As I have pondered, the word, “scale,” keeps coming to mind.
Things as they have been are too big… too stretched. Along the whole range of life, things as a whole are scaled too wide and too high and too long. Supply chains are ridiculously long and hold too much inherent risk (as we’ve seen). But I don’t want to state the obvious, here, I want to understand what happens when those flaws are manifest and it breaks.
I think of an Army company on the front lines with a supply chain that can no longer offer support. That company has no choice but to retreat or dig in. Both ways require a smaller profile with their fire-power and communications concentrated. They will have to ditch expensive, unwieldy equipment and rely on their own skills using simpler tools. Agility, practical skill sets and quick communication will be all-important.

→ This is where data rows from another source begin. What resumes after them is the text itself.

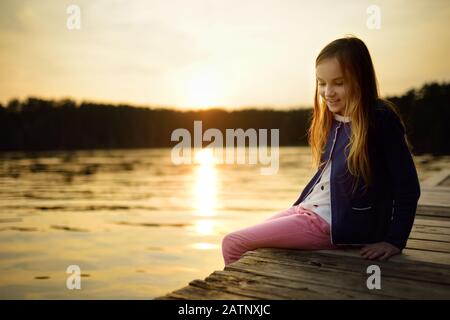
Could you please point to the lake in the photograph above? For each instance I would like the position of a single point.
(137, 225)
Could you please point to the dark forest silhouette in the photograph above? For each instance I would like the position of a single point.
(37, 124)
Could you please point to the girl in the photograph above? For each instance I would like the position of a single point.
(366, 189)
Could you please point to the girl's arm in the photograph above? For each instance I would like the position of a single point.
(406, 187)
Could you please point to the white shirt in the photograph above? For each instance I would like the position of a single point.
(319, 199)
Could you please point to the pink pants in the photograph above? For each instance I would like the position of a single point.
(294, 228)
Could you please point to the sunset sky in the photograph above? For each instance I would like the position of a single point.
(202, 53)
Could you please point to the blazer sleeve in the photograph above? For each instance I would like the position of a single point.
(406, 186)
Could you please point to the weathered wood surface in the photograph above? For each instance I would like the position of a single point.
(421, 272)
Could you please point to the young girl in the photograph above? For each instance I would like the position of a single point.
(366, 189)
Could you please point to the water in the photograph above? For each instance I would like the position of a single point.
(137, 225)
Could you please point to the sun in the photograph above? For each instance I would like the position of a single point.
(205, 89)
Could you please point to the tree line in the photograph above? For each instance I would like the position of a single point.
(38, 124)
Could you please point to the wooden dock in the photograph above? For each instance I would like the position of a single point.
(421, 272)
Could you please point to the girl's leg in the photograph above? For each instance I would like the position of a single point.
(299, 230)
(287, 212)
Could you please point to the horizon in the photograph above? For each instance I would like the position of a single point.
(209, 54)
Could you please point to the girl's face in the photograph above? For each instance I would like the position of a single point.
(330, 83)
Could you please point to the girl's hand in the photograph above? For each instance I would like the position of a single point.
(381, 250)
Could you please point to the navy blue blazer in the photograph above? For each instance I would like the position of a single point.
(385, 210)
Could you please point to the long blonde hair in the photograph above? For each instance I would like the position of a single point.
(362, 93)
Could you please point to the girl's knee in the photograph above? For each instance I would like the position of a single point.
(233, 242)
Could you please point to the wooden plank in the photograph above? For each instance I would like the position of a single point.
(334, 260)
(285, 288)
(428, 245)
(433, 211)
(417, 235)
(408, 255)
(437, 179)
(432, 223)
(431, 230)
(347, 281)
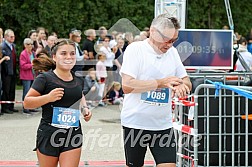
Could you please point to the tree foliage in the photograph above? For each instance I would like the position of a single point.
(60, 16)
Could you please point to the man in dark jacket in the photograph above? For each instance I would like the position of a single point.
(9, 72)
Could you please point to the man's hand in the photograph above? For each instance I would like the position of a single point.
(180, 91)
(169, 82)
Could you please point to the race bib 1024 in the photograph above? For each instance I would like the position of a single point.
(65, 117)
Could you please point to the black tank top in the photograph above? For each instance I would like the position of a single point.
(48, 81)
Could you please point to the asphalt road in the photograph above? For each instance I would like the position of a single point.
(102, 135)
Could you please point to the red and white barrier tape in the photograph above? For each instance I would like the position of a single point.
(184, 128)
(186, 157)
(9, 102)
(183, 101)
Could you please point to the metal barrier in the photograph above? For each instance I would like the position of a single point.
(226, 136)
(184, 132)
(220, 133)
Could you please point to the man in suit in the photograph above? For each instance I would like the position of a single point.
(9, 72)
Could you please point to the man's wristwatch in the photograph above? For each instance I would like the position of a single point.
(83, 107)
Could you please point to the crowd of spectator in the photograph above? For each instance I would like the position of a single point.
(99, 58)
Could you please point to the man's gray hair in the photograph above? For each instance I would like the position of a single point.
(164, 21)
(7, 32)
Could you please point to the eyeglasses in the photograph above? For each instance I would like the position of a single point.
(167, 39)
(60, 42)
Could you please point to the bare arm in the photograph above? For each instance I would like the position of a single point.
(183, 89)
(86, 112)
(132, 85)
(34, 99)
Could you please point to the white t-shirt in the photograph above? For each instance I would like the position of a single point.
(142, 63)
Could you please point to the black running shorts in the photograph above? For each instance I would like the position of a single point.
(52, 141)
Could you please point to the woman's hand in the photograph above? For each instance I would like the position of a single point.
(87, 114)
(55, 94)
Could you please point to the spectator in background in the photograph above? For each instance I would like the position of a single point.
(247, 57)
(129, 38)
(102, 34)
(76, 38)
(26, 71)
(115, 95)
(2, 59)
(50, 42)
(147, 30)
(249, 39)
(101, 74)
(91, 88)
(88, 47)
(54, 34)
(88, 43)
(1, 35)
(225, 27)
(51, 90)
(32, 34)
(143, 35)
(110, 56)
(118, 59)
(43, 63)
(9, 71)
(41, 38)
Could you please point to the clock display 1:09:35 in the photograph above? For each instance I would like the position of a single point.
(199, 49)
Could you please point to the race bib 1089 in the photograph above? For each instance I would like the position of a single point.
(158, 97)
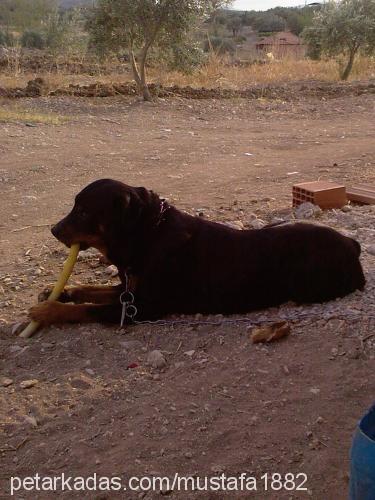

Calm, sensible, and truly caring leadership locally will be more important and life sustaining than any glad-handing suit in an ivory tower – whether waving free checks or not. It won’t be about maintaining old ways, but frontier-like forging of alternate ways. It will be about real relationships that actually build things together and not based on branding.
Yet, going from what was to what now is, will hurt. Leadership, as described above, will need to have a relational strategy in place now – a way to start getting folks to take small steps and forays into something that they can see themselves doing. Small steps – Kaizen as some may know it as – will be the way forward.
The goal is a human-scaled community. A “bicycle ride distance” sized economy even with the use of cars and trucks. Local. Relationship developing. Not cumbaya-type stuff, but real and gracious connections. No branding that makes a commodity out of personality and skills, but true, one-on-one, having to get along with grace and mercy kind of living.
Not utopian. Not dystopian. Simply life at a scale we can work together on.
But let me be perfectly clear… I am not advocating “communitarianism.” Individual rights are the foundation of a free and just society. I’m talking about individuals mutually working together for the benefit of themselves without harm to their neighbors. You don’t need a government to do that, by the way.